The analysis of gamma and delta tocotrienols was performed using Agilent 1100 series HPLC System with ChemStation Software for LC System Rev. A.06.0x, Instrument 2 Online (Agilent Technologies, Malaysia) equipped with a quaternary pump maintained at a pressure of 24 ± 1 bar, a fluorescent detector and a degasser. An autosampler was set at the injection volume of 100 μL for determination of samples. Chromatographic separations were achieved using Phenomenex® Luna 5 u Silica 100 A ODS Hypersil column (250 × 4.60 mm i.d, 5 μm particle size; USA) operating at room temperature. The flow rate was set at 1 mL/min with excitation wavelength at 295 nm and emission wavelength at 325 nm. The total run time was 30 minutes. Isocratic elution was used and the mobile phase was prepared using 97.5% n-hexane, 2% Dioxane and 0.5% Isopropanol. The mobile phase was degassed by sonication prior to use. Liquid-liquid extraction method was used for plasma extraction. An internal standard, 2,2,5,7,8-Pentamethyl-6-hydroxychroman (PMC) was used.

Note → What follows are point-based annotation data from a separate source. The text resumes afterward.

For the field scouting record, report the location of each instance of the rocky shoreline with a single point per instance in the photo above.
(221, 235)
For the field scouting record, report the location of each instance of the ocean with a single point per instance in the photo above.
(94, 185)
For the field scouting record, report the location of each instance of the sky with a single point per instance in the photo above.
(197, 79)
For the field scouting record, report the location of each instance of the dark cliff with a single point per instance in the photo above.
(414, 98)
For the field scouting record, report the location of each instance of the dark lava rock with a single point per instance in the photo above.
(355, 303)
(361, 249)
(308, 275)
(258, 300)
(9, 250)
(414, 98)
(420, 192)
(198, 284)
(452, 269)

The recovery of gamma tocotrienol ranged from 87.38% to 90.79% and it was between 81.39% to 90.33% for delta tocotrienol. Calibration curves of analytes spiked in plasma were linear with R2 > 0.990 from 1 μg/mL to 25 μg/mL. The concentrations of quality controls of gamma and delta tocotrienols used were 3 μg/mL, 13 μg/mL and 23 μg/mL as low, medium and high quality controls respectively. The coeffiecient of variation (CV) of intraday and interday ranged from 1.06 to 3.47 for gamma tocotrienol while it was from 0.66 to 5.19 for delta tocotrienol. Meanwhile, accuracy percentage values for gamma and delta tocotrienols ranged from 95.32% to 108.30% and 95.81% to 110.14% respectively. Both gamma and delta tocotrienols were also found to be stable after three freeze-thaw cycles. Figures 1 and 2 show chromatograms of gamma and delta tocotrienols prepared in plasma and solvent respectively.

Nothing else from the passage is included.